January 03, 2025
Nasser Kandil
• The month of January is packed with pivotal deadlines both domestically and internationally. In Lebanon, the highlight is the presidential election session scheduled for the 9th of the month. Globally, the most significant event is the inauguration of U.S. President-elect Donald Trump on the 20th. Between and around these two events lie pressing questions about the fate of the ceasefire agreement in southern Lebanon, with its implementation deadline on the 27th, and the ongoing negotiations for a Gaza agreement aimed at ending the war and resolving the prisoner exchange crisis. All this unfolds under Trump’s looming threat of “all hell will break out” across the Middle East should these matters remain unresolved before he assumes office. Concurrently, Syria faces its own critical milestone: the convening of the National Dialogue Conference as a springboard for a political process culminating in a new constitution and elections.
• Some claim to possess a comprehensive narrative addressing these questions. They argue that Lebanon’s presidential elections hinge on a U.S. green light, that the ceasefire in southern Lebanon is a prelude to disarming the resistance, and that the Gaza agreement is a thinly veiled ultimatum for war on Iran – Trump’s hellfire – unless Hamas accepts Benjamin Netanyahu’s terms. These voices assert that the region, which once deluded itself into swimming against the American tide through the rise of resistance forces, has returned to the U.S. fold more firmly than ever. They interpret the outcomes of the ‘Al-Aqsa Flood’ war and the shifts in Syria as the death knell for the era of resistance and the dawn of a new American-Israeli age. But is this assessment accurate?
• Debating this narrative seems unnecessary, as the answers will soon reveal themselves. While the opaque dynamics of Lebanon’s presidential race – caught between U.S. ambiguity over backing the army chief’s candidacy or delaying the election until after Trump’s inauguration – make it difficult to judge the narrative’s validity, the fates of the ceasefire in Lebanon, the Gaza negotiations, and the prospects of a U.S. war on Iran are clearer tests. The Egyptian proverb aptly applies here: ‘The water reveals the diver’s truth’ in other words ‘The proof of the pudding is in the eating’.
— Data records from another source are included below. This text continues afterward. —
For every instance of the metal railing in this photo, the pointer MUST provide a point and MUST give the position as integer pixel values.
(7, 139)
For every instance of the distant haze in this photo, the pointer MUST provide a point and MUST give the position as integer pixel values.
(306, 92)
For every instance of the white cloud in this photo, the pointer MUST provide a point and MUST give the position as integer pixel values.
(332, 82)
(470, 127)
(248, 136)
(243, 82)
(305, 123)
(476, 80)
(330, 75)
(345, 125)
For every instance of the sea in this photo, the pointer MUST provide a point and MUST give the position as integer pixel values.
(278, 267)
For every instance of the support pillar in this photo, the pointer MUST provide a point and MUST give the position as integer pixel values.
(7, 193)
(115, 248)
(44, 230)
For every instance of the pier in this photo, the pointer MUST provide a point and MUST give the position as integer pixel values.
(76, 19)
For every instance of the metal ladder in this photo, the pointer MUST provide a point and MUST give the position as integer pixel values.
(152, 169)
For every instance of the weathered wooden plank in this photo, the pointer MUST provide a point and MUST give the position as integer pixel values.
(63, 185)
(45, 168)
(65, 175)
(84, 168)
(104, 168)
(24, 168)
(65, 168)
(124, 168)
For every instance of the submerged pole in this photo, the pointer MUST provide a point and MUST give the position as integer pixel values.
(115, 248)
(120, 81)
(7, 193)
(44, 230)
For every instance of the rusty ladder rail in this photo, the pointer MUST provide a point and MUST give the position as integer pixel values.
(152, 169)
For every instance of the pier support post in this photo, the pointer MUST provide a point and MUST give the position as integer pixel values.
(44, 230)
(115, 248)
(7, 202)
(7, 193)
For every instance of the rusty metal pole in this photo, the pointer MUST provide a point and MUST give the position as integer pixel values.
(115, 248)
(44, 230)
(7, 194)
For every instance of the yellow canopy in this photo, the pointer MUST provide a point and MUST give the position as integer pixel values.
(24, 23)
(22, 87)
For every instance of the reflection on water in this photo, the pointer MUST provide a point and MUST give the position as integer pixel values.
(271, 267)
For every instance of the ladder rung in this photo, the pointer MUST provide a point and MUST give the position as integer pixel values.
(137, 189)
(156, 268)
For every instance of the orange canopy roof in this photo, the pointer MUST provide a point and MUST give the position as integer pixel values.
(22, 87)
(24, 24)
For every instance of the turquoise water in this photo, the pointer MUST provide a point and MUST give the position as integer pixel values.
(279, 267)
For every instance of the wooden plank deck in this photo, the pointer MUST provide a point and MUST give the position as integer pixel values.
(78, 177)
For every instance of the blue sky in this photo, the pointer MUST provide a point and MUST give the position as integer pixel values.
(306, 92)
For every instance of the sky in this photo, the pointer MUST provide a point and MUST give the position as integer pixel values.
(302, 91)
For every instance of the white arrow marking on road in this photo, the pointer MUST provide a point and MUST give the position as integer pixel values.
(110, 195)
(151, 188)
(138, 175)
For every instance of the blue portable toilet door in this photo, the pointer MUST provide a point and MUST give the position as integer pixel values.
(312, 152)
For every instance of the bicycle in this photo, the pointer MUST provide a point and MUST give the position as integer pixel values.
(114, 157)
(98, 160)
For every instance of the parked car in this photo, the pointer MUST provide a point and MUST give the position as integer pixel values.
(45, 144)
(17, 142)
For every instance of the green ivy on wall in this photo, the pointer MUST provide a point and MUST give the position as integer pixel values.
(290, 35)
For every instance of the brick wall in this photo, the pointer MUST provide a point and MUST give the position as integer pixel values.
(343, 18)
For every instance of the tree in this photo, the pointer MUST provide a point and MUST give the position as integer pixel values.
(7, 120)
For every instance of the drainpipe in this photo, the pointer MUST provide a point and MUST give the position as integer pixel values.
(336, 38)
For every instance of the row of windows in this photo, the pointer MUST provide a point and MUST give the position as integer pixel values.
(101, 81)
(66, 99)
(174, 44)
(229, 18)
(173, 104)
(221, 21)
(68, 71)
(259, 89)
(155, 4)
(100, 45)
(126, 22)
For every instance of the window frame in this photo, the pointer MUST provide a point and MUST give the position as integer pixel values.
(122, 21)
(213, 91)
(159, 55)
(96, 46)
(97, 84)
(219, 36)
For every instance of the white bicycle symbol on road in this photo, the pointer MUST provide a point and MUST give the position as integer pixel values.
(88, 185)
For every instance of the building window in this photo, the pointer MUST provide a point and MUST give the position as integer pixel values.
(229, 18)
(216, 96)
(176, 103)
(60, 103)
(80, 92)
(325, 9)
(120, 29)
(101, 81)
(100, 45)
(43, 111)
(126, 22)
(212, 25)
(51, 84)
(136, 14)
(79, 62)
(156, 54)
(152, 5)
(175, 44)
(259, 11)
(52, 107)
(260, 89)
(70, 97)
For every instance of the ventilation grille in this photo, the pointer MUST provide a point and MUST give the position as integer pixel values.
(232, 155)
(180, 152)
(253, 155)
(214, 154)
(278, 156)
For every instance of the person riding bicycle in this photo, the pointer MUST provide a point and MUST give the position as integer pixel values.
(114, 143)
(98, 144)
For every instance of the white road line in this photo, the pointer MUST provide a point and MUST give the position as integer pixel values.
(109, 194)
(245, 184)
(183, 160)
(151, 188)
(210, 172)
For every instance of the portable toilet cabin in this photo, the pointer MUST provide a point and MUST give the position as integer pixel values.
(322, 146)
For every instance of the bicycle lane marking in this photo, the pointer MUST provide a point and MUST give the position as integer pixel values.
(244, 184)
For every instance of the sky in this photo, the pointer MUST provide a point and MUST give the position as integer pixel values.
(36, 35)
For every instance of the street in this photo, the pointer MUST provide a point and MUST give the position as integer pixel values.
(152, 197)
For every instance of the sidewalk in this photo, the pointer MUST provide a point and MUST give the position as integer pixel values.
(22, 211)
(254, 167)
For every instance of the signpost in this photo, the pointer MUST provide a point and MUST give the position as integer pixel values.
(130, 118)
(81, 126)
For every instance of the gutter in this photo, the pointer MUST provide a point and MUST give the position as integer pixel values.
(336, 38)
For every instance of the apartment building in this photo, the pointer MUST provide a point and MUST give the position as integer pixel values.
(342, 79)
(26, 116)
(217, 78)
• If this month ends with the withdrawal of the occupying forces within the ceasefire’s 60-day deadline, and the resistance’s leadership asserts that its commitments are limited to facilitating the establishment of a weapon-free zone south of the Litani River – excluding its own arms and role from the agreement – then the narrative aligns with the resistance’s stance, not its critics’. However, should Israel stall the withdrawal under various pretexts, the Lebanese government, which negotiated the agreement, and the army, which oversaw its implementation, must clarify their positions. If both place the blame on the occupying entity, the narrative collapses.
• In Gaza, if an agreement is reached that includes mechanisms for Israeli withdrawal and an end to the war, the narrative falters. Conversely, if no agreement is reached and the U.S. does not launch a war on Iran, thus averting Trump’s predicted Middle Eastern inferno, the narrative is similarly invalidated. It gains traction only if an agreement emerges in which the resistance relinquishes its condition for ending the war and achieving Israeli withdrawal. The crucial question in both Gaza and Lebanon is whether the agreements ensure the dismantling of resistance forces and their armaments – fulfilling the Israeli assertion that this is the linchpin for the occupying entity’s existential security. Such an outcome would end the coexistence with armed resistance movements, which produced the ‘Al-Aqsa Flood’, its support fronts, and the extension of battles into territories occupied in 1948, threatening settlement security and the deterrence power of the occupying army. So, do these agreements mark the end of coexistence with armed resistance, or merely delay an inevitable confrontation?
• Once again, ‘The proof of the pudding is in the eating’.